Tuesday, July 20, 2010

Hawaii Island's Exotic Breadfruit


At once exotic, erotic and evocative, breadfruit (known as ulu in Hawaiian) is rooted in absolute practicality and sustenance. The breadfruit tree is tall and proud, with a lush canopy of uniquely formed foliage which shields its large, round globes of green fruit. The tree is not indigenous to the state, but rather, was imported to the Hawaiian Islands via canoe by the first Polynesian settlers from regions in the South Pacific. A staple of these ancient Hawaiians’ diet, ulu is a nutritious starchy melon of light yellow flesh.
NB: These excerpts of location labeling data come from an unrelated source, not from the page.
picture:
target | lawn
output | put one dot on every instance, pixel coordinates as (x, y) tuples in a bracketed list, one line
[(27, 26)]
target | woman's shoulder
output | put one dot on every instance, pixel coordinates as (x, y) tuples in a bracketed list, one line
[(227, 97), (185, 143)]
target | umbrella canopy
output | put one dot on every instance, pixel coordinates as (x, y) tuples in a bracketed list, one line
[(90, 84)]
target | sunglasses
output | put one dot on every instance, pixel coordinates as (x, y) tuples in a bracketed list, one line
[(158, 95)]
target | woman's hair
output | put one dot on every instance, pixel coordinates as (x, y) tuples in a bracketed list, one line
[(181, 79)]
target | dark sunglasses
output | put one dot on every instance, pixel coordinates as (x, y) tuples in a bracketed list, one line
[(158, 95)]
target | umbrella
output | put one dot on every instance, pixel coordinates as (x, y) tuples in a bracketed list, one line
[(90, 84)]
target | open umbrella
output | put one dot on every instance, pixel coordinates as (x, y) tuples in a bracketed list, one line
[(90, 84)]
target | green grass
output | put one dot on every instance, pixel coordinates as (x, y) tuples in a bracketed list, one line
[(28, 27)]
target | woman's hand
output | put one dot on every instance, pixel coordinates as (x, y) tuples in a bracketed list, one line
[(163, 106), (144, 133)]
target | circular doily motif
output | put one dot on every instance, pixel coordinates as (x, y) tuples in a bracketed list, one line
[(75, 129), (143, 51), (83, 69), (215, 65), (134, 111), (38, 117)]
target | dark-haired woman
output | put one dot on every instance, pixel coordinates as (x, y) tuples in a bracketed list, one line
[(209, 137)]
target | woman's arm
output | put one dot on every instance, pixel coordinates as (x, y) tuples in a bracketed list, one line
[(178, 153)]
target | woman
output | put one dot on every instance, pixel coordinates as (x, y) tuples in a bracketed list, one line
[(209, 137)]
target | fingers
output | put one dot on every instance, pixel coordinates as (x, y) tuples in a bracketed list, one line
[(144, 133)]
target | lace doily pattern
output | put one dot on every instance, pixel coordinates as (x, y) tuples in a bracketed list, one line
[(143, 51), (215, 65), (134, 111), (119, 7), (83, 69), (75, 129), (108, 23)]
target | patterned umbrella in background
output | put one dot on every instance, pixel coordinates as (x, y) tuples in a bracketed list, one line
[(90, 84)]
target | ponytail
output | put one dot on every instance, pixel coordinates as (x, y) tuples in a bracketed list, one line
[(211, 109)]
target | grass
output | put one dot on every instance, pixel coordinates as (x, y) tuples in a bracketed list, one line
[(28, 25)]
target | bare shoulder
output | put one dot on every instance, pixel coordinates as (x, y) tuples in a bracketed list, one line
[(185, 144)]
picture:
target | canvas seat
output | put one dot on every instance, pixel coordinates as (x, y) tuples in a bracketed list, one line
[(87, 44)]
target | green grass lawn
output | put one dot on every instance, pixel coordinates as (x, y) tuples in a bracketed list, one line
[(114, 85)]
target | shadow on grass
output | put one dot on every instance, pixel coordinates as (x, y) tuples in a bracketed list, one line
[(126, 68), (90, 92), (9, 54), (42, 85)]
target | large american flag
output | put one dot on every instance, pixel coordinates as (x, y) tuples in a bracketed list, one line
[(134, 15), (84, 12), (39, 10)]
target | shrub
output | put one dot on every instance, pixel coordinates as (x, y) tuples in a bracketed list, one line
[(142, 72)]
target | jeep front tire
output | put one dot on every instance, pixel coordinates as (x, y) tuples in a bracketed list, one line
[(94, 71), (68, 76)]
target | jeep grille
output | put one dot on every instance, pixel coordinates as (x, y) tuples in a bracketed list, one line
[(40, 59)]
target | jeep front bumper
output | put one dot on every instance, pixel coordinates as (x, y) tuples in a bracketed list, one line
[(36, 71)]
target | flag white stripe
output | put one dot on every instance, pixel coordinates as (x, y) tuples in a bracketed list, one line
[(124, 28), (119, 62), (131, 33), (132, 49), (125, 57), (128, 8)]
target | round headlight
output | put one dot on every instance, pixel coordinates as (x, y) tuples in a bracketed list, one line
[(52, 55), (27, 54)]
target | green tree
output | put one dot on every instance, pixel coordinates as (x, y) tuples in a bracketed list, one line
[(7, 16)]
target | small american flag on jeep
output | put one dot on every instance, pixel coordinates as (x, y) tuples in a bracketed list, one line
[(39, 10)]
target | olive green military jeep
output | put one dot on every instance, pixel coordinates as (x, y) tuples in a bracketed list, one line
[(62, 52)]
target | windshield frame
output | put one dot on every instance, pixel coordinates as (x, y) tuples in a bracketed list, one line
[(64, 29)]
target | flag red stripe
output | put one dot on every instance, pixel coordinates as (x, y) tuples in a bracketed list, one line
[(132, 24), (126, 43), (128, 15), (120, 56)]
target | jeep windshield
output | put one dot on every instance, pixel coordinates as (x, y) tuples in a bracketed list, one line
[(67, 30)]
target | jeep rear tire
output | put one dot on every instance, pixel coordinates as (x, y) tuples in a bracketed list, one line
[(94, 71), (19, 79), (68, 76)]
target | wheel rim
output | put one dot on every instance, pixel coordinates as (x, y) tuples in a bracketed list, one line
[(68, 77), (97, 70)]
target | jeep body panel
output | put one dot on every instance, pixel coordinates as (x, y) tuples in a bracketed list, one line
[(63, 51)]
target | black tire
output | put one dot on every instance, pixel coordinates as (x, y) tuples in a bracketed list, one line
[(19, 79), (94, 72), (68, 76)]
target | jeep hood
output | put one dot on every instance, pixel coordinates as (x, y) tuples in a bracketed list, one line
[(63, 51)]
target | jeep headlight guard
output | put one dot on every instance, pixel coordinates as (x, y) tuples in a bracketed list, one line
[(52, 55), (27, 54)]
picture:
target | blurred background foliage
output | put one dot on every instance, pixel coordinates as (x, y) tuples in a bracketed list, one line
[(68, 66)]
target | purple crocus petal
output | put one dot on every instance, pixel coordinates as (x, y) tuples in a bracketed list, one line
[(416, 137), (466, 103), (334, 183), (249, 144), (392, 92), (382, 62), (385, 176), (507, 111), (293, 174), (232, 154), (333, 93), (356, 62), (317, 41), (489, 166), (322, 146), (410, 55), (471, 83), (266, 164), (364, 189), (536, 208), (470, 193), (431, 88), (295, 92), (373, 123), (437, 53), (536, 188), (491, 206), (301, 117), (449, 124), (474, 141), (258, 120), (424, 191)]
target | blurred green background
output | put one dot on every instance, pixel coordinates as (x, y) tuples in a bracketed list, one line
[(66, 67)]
When roasted and eaten before it is fully ripe, ulu not only feels like fresh bread, but smells and tastes a lot like bread as well, explaining its name.  Prized for its life sustaining fruit, the ulu tree also is sought out for its wood. Extremely light, the wood is highly valued by artisans who for centuries have used it to construct everything from outrigger canoes, surfboards and drums to bowls and artwork. Artists of nearly every medium – watercolor and oil paintings, ceramics, textile prints and quilts – depict the beauty of the tree’s foliage and fruit in many of their pieces. Look for the unmistakable broad, bold leaf patterns and voluptuous fruit in various works of art found in galleries and boutiques scattered throughout the island, including many of the studios right here in Holualoa town! It’s just a short jaunt up Holualoa Inn’s entry drive to Mamalahoa Highway where your gallery hopping begins.